For other artists embroiled in controversy, it can be easier for audiences to dismiss their work if it’s more trivial in nature. Take Woody Allen, who was investigated years ago amid accusations that he molested the daughter he adopted with Mia Farrow. He hasn’t faced criminal charges and has denied the allegations, while many prominent Hollywood figures, as well as the daughter, have said they believe he’s guilty. Allen’s films may be creatively groundbreaking, funny or critically acclaimed, but he’s not telling a story Hollywood has never told before or paving the way for a much needed national conversation.

Then there’s R. Kelly, who was acquitted of child pornography charges and has faced numerous allegations of sexually assaulting underage girls. People like R. Kelly’s music simply because it’s entertaining, aesthetically good or ironically funny — not because it’s profound. But the content of his work can make it difficult to ignore the allegations — his music is about sex. Some refuse to listen to it because they think he’s guilty.

Interacting with “The Birth of a Nation” feels different. Parker has called the project “a healing mechanism for America.” That’s a tall order.

Maybe if there were more films like it out there already, the stakes wouldn’t seem so high.

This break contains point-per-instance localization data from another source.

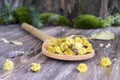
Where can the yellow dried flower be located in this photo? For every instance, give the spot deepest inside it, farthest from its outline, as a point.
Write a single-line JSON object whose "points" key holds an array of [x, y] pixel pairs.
{"points": [[69, 52], [58, 50], [51, 49], [82, 51], [8, 65], [69, 41], [82, 67], [90, 50], [105, 61], [71, 46], [35, 67], [78, 40], [63, 46], [77, 46]]}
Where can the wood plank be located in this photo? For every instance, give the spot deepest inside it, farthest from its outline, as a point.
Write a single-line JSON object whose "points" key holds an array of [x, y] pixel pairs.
{"points": [[55, 69]]}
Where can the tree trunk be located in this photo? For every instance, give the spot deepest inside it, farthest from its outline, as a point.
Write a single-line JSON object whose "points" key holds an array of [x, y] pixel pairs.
{"points": [[104, 8], [70, 8]]}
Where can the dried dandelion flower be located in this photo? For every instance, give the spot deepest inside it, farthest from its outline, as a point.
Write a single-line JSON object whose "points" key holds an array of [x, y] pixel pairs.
{"points": [[69, 52], [78, 40], [77, 46], [105, 61], [51, 49], [8, 65], [82, 51], [69, 41], [35, 67], [82, 67], [73, 45], [58, 50], [63, 46]]}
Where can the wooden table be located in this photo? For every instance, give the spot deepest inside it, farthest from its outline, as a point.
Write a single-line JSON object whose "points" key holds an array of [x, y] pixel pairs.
{"points": [[56, 69]]}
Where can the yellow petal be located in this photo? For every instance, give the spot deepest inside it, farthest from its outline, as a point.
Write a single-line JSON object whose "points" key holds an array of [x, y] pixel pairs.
{"points": [[105, 61], [82, 67]]}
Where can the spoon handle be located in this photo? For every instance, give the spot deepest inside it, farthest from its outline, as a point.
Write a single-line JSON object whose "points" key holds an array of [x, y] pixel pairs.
{"points": [[35, 32]]}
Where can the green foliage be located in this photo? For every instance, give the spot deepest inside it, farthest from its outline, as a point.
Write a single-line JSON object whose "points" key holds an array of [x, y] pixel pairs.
{"points": [[1, 21], [87, 22], [23, 15], [108, 21], [54, 19], [35, 17], [116, 19], [7, 14]]}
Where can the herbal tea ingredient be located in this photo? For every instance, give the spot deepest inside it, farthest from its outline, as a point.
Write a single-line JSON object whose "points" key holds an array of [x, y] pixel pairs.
{"points": [[82, 67], [8, 65], [35, 67], [105, 61], [76, 45]]}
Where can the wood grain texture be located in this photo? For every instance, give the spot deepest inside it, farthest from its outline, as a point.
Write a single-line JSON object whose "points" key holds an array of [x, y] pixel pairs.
{"points": [[55, 69]]}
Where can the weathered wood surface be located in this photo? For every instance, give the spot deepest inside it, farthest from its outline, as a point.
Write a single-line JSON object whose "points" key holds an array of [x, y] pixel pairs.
{"points": [[56, 69]]}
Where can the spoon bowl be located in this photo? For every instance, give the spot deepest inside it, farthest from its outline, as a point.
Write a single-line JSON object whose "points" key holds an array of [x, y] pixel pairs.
{"points": [[46, 38]]}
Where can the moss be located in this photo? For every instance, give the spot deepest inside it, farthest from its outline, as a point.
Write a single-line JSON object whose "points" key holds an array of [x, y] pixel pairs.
{"points": [[23, 15], [54, 19], [87, 22], [1, 21]]}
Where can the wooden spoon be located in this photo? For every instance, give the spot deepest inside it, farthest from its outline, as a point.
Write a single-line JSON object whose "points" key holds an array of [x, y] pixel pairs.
{"points": [[44, 37]]}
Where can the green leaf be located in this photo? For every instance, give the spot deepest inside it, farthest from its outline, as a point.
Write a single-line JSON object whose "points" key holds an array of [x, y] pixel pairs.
{"points": [[106, 35]]}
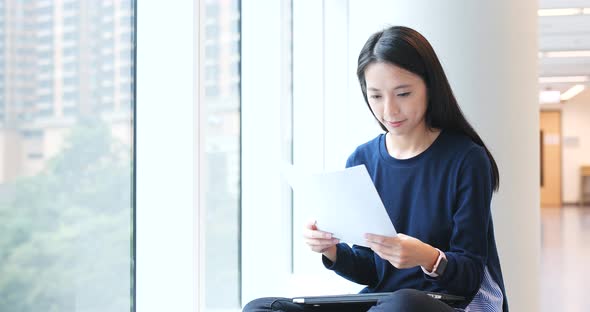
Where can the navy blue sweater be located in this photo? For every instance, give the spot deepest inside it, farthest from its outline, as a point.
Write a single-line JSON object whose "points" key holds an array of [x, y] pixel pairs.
{"points": [[441, 197]]}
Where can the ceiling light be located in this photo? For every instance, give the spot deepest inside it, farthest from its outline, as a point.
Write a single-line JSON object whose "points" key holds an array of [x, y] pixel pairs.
{"points": [[573, 91], [559, 79], [578, 53], [549, 96], [561, 12]]}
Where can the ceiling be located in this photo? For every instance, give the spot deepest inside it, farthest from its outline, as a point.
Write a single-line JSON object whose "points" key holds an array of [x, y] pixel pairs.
{"points": [[564, 33]]}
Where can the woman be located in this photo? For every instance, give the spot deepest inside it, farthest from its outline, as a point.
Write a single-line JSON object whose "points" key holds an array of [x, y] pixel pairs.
{"points": [[435, 177]]}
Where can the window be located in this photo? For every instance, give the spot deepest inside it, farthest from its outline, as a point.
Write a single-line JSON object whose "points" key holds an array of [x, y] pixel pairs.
{"points": [[222, 275], [66, 179]]}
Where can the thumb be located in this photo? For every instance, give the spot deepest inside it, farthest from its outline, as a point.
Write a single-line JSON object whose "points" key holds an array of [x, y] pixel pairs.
{"points": [[311, 224]]}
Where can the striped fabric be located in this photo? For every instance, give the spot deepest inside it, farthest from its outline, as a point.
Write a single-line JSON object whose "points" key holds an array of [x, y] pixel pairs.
{"points": [[489, 298]]}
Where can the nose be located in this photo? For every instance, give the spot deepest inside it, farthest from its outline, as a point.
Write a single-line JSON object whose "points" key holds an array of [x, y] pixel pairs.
{"points": [[391, 109]]}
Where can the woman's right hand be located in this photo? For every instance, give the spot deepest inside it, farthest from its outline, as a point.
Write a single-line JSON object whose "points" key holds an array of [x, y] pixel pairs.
{"points": [[319, 241]]}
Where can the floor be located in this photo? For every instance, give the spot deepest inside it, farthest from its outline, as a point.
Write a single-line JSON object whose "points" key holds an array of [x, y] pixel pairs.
{"points": [[565, 261]]}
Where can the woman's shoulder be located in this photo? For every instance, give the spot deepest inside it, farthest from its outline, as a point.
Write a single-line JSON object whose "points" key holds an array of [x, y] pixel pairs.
{"points": [[459, 143], [365, 151], [463, 149]]}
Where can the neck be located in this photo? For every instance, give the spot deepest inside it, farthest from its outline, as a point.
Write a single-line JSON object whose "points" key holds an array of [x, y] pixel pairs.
{"points": [[411, 144]]}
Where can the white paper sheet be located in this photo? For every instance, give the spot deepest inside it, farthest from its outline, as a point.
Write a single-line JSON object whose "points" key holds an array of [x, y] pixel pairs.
{"points": [[343, 202]]}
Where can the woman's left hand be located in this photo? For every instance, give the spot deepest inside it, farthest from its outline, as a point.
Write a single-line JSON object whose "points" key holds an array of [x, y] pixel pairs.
{"points": [[403, 251]]}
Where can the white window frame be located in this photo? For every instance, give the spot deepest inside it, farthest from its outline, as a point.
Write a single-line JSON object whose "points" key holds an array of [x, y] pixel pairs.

I’ve bolded the last sentence since that’s really the part I’d been struggling with and annoyed by, to understate it; because of Hollywood’s initial lack of interest in these stories, it’s left the moviegoing public and Oscar voters tho choose between a film in which the stakes are very high for itself (and others like it) and their own morality, to be blunt. However, a film shouldn’t have to have such high stakes, and this film wouldn’t if there were other films of its kind out there. If Hollywood had always invested in diverse and inclusive filmmaking, the choice to see or not see this film would be easier for some. However, I personally shouldn’t have to seriously weigh my conscience before seeing a film. So the final answer is no, I can’t see this film and think I could live in alignment with myself.